Hackathon: How banks can save the world!

Team A&J: Research into novel use of SOTA NLP models for extraction of Green RWA metrics from text sources

This repository contains artefacts created by team "A&J" during the How Can Banks Save The World Hackathon, 16/17 Jan 2021. Such artefacts are open source and free to use/copy etc.

Our team

Aditya Pandit is a quantitative analyst at IHS Markit specialising in products that measure financial risk in capital markets Jim Plant is software developer (alumni of IHS Markit) specialising in software within financial risk and latterly payments technology

We are happy for our names and the contents of this Git Repo to be used in connection with this hackathon.

This was our first hackathon.
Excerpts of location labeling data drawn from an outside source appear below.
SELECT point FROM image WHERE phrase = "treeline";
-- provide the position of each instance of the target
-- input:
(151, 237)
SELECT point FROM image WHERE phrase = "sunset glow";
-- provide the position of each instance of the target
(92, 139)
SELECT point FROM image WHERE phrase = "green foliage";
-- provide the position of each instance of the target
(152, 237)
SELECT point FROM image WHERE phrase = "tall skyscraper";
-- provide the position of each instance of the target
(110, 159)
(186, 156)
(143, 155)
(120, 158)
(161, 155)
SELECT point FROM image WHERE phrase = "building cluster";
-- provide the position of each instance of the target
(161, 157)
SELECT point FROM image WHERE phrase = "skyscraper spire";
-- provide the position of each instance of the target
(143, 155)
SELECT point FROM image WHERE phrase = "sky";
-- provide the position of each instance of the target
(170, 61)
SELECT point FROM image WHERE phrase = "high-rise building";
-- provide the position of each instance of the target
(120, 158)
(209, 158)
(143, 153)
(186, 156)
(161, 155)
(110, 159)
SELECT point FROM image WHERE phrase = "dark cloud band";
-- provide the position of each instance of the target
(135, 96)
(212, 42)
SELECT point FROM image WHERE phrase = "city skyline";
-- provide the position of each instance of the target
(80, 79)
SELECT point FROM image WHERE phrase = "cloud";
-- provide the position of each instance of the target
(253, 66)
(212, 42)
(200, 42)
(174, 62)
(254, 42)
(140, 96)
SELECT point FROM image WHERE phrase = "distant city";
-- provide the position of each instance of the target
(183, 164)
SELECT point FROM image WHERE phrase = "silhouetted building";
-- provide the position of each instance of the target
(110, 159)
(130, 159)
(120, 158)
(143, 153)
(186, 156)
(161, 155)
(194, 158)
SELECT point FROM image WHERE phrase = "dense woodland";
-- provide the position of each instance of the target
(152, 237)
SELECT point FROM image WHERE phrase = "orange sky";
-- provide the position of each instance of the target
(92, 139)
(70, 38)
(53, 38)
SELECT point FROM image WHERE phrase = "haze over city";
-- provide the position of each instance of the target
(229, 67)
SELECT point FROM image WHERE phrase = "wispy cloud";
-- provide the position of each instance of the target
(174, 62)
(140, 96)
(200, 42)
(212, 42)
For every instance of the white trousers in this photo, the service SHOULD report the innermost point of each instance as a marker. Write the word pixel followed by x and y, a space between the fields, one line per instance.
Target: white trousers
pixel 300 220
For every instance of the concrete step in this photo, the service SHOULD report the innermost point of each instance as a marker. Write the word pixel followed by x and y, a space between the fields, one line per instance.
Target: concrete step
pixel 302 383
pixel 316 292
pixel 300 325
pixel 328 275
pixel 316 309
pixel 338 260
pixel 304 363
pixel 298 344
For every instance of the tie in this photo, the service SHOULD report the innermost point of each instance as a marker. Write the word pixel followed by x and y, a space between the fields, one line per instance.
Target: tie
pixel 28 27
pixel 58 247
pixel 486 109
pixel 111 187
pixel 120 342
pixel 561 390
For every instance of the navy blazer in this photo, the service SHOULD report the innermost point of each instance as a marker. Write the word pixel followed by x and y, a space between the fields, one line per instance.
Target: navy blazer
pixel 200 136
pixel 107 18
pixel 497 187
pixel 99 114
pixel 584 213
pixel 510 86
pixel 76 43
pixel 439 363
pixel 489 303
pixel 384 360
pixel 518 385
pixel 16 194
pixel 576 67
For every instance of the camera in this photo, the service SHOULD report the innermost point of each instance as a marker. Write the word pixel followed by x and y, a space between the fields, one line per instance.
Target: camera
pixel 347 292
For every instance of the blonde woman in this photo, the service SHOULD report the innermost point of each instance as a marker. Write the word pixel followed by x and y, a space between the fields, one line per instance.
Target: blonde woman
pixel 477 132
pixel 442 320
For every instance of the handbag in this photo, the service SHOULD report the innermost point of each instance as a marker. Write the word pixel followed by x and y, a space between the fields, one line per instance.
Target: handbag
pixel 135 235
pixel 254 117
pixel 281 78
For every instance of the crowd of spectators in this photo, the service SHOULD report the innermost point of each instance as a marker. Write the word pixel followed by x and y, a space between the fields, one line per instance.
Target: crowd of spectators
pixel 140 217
We'd been very interesting in taking part in one - waiting for the alignment of interesting subject matter, free weekend and a challenging brief.

Our Methodology

Our original plan was to implement some intersting and/or novel part of the GreenRWA specification, in particular we had an interest in investigation of ways in which a bank might differentiate between corporations within the same industry and geographical sectors, but whose environmental performance was markedly different.

We identified the Advanced Model section in the "How banks can save the world" paper ( pg.11 https://www.dropbox.com/s/hciotzcamp7c0fs/How%20banks%20can%20save%20the%20planet%20-%20clean.pdf?dl=0) as an area of interst. This section describes how taxonomy eligible Capex for climate adaptation allows reduction of physical risk capital charge. We based our model of taxonomy eligibility on the EU TEG Taxonomy cited in the references of this paper (https://ec.europa.eu/info/files/200309-sustainable-finance-teg-final-report-taxonomy_en)

Industry Sector

We looked for an industry sector where the idiosyncratic environmental performance of one company could differentiate it markedly from another, and an industry sector that had significant climate impact. The industry sector also had to be present in the TEG Taxonomy. We chose cement manufacture for it's high climate impact. Our suspicions regarding differences in environmental performance were borne out in our findings on Co2 Per Tonne of Cement per company (see Benchmarking and tracking below).

Mock Loan Book

We created a mock loan book consisting mostly of Cement manufacturers, with company name, bio (scraped from Wikipedia), and a hypothetical loan amount. This can be found in the Building Sector Loan book spreadsheet within this Git Repo.

Initial findings & pivot

We quickly found that input data for use in such a model was not trivial to acquire. We looked for capex expenditure on projects, duration, expected yield and so on. Information on climate related capex was very hard to come by, was buried in lengthy company reports and was patchy at best.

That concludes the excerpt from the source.